1.Die Überforderung des Einzelnen durch das Humanitätsethos

Nimmt man an, daß eine bestimmte Institution - z.B. der nationalsozialistische Staat - unmenschlichen Zwecken dient, so kann man davon ausgehen, daß auch ein an abgelegener Stelle in dieser Institution tätiger Mensch irgendwann einmal mit dieser Unmenschlichkeit in Berührung kommen kann: Der Schreibtischtäter kennt die Anweisungen, die über seinen Schreibtisch laufen, der Bahnbeamte, der mit den Deportationszügen zu tun hat, weiß unter welchen Bedingungen die Deportationen stattfinden, der Hilfspolizist, der zu einer Massenerschießung befohlen wird, kennt die Verbrechen aus seinen eigenen Handlungen. Um die Unmenschlichkeit der Institution zu erkennen, muß ein Mensch in einer solchen Situation also keine weitläufigen Untersuchungen anstellen sondern lediglich dem mehr trauen, was er mit eigenen Augen sieht, als der Deutung, die er „von oben“ bekommt. Daß dies leider selten genug der Fall ist[71] spricht, da es im Prinzip leicht möglich ist, nicht dagegen es als Forderung aufzustellen. Nun könnte jedoch mit dem Hinweis geantwortet werden, daß es in den oben skizzierten Fällen, unter den Bedingungen einer totalitären Diktatur nur unter Lebensgefahr möglich gewesen wäre, sich dem Gehorsam zu entziehen. Darauf ist zu antworten, daß es eben Situationen gibt in denen ein Mensch nur die Wahl hat, entweder ein Held oder ein Schurke zu sein. Es ist nicht unbillig, zuweilen von Menschen Heldentaten zu fordern. Üblicherweise wird ja auch von jedem Soldaten, der in die Schlacht geschickt wird, erwartet, daß er für das Kriegsziel sein Leben riskiert. Bezogen auf den Zweiten Weltkrieg könnte man daher zugespitzt sagen: Mit dem selben Recht, mit dem von einem Soldaten der Alliierten gefordert wurde, sein Leben im Kampf gegen Hitler aufs Spiel zu setzen, hätte man von einem deutschen Soldaten fordern können, sein Leben beim Desertieren zu riskieren.[72] Wird also erwartet, daß der Einzelne auch für seine Institution verantwortlich ist, so übersteigt die Anforderung an das Heldentum des Einzelnen folglich nicht das übliche und von allen Nicht-Pazifisten ohne Widerspruch anerkannte Maß. Übrigens vertritt auch Gehlen die Auffassung, daß der Einzelne für das Agieren seiner Institutionen haftbar ist.[73] Konsequenterweise müßte der Einzelne dann auch die Pflicht (mindestens aber das Recht) haben, sich aus moralischen Gründen gegen das Ethos der Institution zu entscheiden.

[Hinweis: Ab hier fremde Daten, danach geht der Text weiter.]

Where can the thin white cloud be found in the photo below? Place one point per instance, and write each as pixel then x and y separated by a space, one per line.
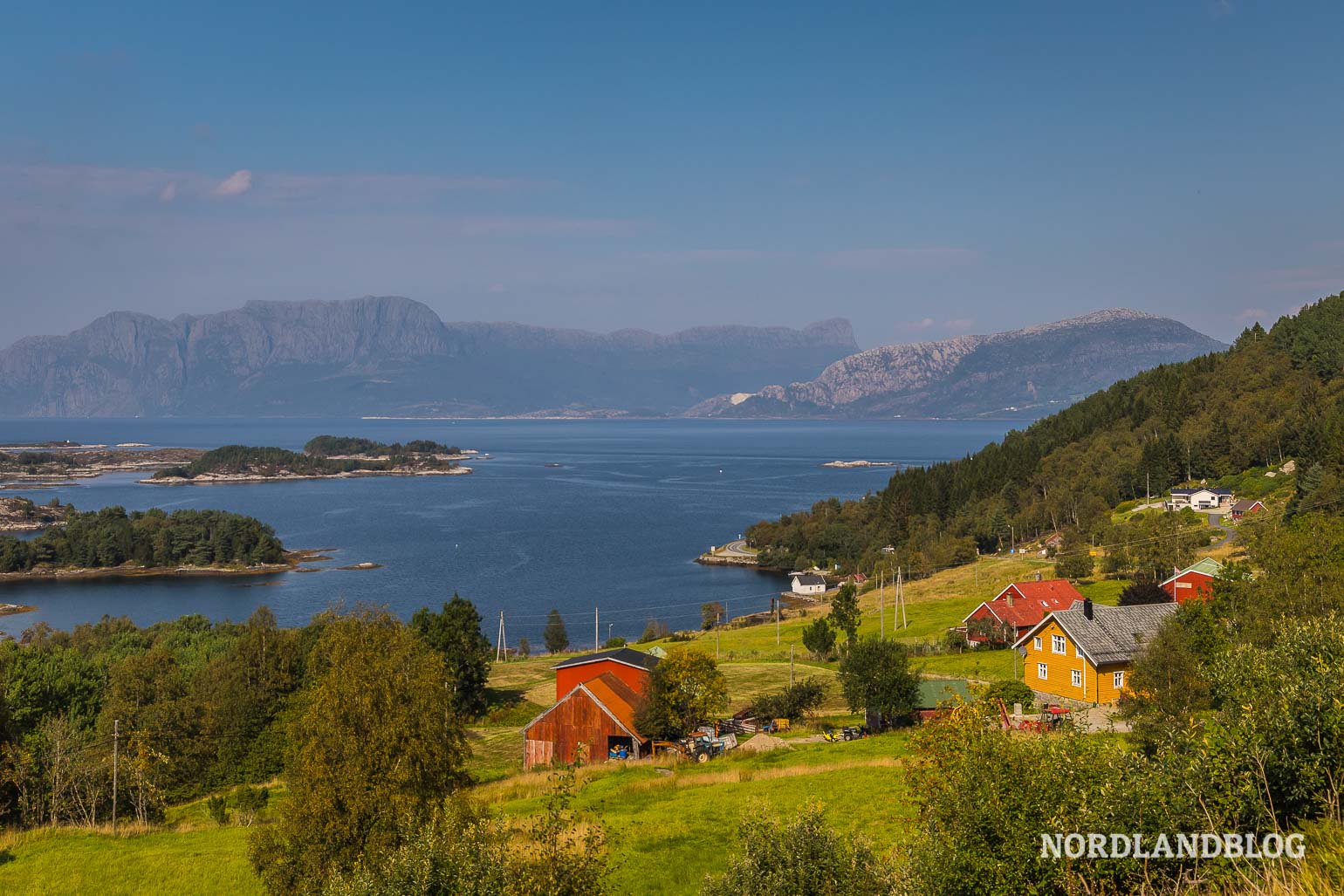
pixel 900 256
pixel 234 184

[71] Vgl. Christopher Browning: Ganz normale Männer. Das Reserve-Polizeibatallion 101 und die „Endlösung“ der Judenfrage in Polen, Hamburg 1996, S.208ff.

[72] Denkt man diesen Gedanken zu Ende, so gelangt man zu dem allgemeinen Grundsatz, daß jeder Soldat in jedem Krieg das Recht und die Pflicht hat, sich selbst die Seite auszusuchen, auf der er kämpft.

[73] Vgl. Gehlen, Hypermoral, S.98f.